When you lose your mother

When You Lose Your Mother

I can’t tell you exactly why I photographed each of my parents dead in their beds. It seemed important not to let such a moment go undocumented. What if you wanted it back. What if you wanted to see your mother slurp soup one last time, like she did that last day, when she was barely alive?

As soon as I saw her, I knew she was dying. Her hands were swollen to twice their usual size — their long elegance replaced by swollen fruits.

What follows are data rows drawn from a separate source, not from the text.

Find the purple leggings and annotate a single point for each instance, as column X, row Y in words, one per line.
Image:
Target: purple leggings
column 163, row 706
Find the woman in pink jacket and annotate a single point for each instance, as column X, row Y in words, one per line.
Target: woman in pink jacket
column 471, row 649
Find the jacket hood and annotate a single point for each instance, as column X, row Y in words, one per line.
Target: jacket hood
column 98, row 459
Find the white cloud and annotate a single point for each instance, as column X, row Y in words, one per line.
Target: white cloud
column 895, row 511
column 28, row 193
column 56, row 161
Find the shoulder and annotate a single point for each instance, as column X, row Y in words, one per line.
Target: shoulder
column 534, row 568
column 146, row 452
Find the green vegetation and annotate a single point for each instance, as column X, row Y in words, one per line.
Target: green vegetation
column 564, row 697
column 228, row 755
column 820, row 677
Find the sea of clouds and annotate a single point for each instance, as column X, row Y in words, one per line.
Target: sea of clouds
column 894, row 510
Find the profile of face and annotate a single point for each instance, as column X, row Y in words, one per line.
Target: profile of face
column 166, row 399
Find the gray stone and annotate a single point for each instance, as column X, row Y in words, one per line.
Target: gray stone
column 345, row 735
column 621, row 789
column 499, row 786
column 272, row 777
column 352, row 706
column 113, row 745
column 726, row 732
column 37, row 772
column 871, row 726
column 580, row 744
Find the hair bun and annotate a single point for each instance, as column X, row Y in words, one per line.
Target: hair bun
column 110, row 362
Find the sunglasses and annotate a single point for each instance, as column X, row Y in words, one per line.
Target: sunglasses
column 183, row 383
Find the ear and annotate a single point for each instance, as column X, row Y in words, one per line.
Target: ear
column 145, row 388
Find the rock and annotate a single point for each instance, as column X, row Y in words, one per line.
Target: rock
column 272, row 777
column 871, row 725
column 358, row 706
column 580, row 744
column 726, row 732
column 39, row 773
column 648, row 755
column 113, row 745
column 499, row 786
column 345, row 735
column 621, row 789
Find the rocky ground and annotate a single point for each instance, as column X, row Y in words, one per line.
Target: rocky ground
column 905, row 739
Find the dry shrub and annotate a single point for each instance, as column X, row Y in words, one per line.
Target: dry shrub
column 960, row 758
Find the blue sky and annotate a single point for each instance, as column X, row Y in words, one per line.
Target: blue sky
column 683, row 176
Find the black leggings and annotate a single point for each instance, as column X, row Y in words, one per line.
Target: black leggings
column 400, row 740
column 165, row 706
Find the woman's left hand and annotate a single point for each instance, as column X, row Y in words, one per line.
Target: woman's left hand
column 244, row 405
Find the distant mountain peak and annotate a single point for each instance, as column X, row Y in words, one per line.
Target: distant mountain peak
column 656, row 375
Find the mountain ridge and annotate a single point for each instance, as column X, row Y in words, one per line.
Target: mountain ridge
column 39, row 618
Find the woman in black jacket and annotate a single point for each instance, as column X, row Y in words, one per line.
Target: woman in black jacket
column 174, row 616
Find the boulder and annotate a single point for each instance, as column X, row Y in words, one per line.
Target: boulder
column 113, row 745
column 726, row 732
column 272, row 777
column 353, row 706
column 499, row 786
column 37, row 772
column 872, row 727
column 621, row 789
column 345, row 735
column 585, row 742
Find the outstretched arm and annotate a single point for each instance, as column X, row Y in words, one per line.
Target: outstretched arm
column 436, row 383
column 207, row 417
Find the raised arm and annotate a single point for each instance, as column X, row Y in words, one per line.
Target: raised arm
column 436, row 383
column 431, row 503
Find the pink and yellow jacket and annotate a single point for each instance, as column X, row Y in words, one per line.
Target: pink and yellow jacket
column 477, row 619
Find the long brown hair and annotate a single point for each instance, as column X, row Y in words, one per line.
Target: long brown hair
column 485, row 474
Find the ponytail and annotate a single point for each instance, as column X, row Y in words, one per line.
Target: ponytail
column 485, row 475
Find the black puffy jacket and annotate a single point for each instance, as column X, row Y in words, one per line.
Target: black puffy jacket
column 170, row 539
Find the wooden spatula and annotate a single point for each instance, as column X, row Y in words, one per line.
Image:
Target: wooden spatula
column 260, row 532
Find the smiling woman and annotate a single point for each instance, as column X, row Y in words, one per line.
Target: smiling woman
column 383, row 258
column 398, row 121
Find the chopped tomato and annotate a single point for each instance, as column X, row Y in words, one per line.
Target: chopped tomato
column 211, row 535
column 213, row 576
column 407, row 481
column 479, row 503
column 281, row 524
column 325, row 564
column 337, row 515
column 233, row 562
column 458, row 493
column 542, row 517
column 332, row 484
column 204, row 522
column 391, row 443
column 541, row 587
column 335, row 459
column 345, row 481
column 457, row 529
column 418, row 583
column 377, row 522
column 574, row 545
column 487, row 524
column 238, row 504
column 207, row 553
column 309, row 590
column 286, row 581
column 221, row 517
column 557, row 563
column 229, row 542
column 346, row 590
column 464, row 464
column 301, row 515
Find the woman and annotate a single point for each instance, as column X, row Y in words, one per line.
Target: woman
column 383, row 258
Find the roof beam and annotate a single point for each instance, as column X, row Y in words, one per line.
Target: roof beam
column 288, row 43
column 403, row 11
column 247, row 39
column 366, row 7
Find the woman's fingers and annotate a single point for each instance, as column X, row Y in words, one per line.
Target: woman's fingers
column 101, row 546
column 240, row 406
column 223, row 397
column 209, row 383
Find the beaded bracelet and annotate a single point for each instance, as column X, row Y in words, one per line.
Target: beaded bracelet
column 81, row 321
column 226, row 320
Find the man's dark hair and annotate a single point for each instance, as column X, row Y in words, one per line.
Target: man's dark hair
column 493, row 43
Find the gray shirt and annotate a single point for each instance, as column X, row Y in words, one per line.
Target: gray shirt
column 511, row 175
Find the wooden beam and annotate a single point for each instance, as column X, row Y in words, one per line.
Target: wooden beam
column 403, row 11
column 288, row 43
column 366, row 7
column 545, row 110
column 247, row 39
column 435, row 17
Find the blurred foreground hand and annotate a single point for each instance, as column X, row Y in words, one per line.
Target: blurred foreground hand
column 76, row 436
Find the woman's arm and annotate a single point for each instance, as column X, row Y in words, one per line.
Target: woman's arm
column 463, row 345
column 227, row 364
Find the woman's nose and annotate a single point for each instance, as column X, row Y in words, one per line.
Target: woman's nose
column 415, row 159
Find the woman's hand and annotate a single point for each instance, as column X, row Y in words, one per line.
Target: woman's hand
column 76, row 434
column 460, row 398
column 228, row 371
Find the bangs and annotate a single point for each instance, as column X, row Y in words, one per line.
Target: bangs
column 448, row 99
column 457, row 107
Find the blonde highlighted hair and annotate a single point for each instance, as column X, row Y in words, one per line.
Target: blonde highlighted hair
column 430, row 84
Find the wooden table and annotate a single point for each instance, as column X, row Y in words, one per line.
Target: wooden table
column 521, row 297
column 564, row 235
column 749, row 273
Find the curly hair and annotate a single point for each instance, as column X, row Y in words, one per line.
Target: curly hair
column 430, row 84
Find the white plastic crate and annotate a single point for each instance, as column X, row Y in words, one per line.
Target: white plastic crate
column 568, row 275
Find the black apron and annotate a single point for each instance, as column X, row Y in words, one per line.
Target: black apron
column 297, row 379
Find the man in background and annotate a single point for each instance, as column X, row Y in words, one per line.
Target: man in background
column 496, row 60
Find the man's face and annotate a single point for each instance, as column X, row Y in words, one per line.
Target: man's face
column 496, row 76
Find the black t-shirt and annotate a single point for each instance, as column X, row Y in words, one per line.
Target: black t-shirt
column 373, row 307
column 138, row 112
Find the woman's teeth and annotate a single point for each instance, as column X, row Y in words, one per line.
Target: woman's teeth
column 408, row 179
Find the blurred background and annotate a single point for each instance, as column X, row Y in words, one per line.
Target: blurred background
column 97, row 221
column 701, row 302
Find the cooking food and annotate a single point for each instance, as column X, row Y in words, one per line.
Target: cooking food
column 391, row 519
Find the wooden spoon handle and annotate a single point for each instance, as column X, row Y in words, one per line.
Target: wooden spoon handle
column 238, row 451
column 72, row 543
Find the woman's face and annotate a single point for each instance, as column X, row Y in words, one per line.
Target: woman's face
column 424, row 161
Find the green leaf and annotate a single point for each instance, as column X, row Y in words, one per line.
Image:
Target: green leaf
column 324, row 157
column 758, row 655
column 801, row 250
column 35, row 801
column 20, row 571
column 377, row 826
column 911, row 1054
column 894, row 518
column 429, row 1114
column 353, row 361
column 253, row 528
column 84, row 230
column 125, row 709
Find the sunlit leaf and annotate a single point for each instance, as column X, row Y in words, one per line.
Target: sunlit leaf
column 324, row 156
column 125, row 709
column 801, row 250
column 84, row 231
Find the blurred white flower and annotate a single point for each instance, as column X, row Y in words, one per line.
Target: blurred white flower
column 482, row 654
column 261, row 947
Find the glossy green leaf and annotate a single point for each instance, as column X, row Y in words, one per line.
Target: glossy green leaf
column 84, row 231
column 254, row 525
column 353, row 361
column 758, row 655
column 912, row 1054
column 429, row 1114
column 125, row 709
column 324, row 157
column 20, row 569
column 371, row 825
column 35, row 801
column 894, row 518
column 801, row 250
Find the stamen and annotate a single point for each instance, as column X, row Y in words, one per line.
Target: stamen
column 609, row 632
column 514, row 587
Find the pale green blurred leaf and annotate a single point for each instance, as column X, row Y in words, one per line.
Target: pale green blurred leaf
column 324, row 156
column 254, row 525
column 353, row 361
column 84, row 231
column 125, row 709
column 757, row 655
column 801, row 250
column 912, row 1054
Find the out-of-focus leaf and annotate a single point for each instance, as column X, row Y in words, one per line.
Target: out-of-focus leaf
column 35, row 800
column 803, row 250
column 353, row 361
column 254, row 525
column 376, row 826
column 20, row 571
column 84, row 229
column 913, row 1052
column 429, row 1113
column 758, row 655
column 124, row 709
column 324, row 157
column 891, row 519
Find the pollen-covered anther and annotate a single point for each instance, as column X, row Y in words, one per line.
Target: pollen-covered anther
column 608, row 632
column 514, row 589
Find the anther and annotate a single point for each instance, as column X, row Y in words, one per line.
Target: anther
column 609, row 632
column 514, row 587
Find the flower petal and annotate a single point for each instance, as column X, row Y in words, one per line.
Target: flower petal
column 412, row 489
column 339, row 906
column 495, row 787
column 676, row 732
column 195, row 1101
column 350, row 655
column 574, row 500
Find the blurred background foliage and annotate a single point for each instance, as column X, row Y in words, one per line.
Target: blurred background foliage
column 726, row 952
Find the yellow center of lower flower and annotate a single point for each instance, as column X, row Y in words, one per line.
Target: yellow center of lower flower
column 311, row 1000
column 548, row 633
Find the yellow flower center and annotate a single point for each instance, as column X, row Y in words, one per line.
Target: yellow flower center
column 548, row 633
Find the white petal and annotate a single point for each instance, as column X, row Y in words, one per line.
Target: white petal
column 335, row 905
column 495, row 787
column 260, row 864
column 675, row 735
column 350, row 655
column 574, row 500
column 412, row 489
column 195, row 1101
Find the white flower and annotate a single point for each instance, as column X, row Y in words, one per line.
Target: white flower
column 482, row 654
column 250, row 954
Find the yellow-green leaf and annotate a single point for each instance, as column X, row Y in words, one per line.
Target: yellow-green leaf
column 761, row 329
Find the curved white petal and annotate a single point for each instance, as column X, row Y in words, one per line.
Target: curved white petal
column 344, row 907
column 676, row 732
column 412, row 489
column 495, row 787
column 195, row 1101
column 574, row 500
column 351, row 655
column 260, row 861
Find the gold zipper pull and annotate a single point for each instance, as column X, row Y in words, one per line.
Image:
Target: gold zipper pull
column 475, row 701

Her mouth was open, her eyes closed, and she made a sort of low moaning sound that reminded me of a sound I’d make if I were trying to manage great pain, or a great process, like labor. A doctor came and took her pulse. It was so low that protocol required that she be transported from the nursing home to the hospital. I begged mercy. My mother needed to be done. Done with hospitals, with nursing homes, done with the long process of dying. It had already been years. The doctor said she would let her be, if my siblings all agreed.

I lay my chest to my mother’s chest and kissed her cheek and whispered ‘I love you’ in her ear.

A health aide bustled into the room and wanted to give my mother some soup. I was annoyed by the interruption and wanted to wail: Soup? You think she is going to eat soup? Have you looked at her fruit hands? Heard her ancient dying sounds?

“I don’t think she is in any condition to eat,” I sniffed.

“She will eat,” smiled the lady, sphinx-like. “She loves to eat. You’ll see.”

Did these ladies own my mother now? Had I given up claim to her by not being here enough? Had they stepped in to rub her feet and feed her soup? I took my shame down the long linoleum hall, past the occasional wafts of human excrement and disinfectant, to the family room to call my siblings. On the way back another health aide greeted me. “You must be Barbara’s daughter,” she said. “You look just like her!”

This was unnerving. Everything here was unnerving: the fluorescent lights; the elementary school decorations adorning the hallways; the fact that patient names were written on white boards on the bedroom doors, so easily erased. Before I arrived, someone had parted my mother’s silver hair straight down the middle, and made two tiny French braids starting at the crown and traveling back towards her ears in a deep V. I admit she looked cool, like an ancient Nordic princess, with her high cheekbones and long nose. But I didn’t like it. It was nothing like what my mother would ever have worn. It looked like she was being dressed for a ritual.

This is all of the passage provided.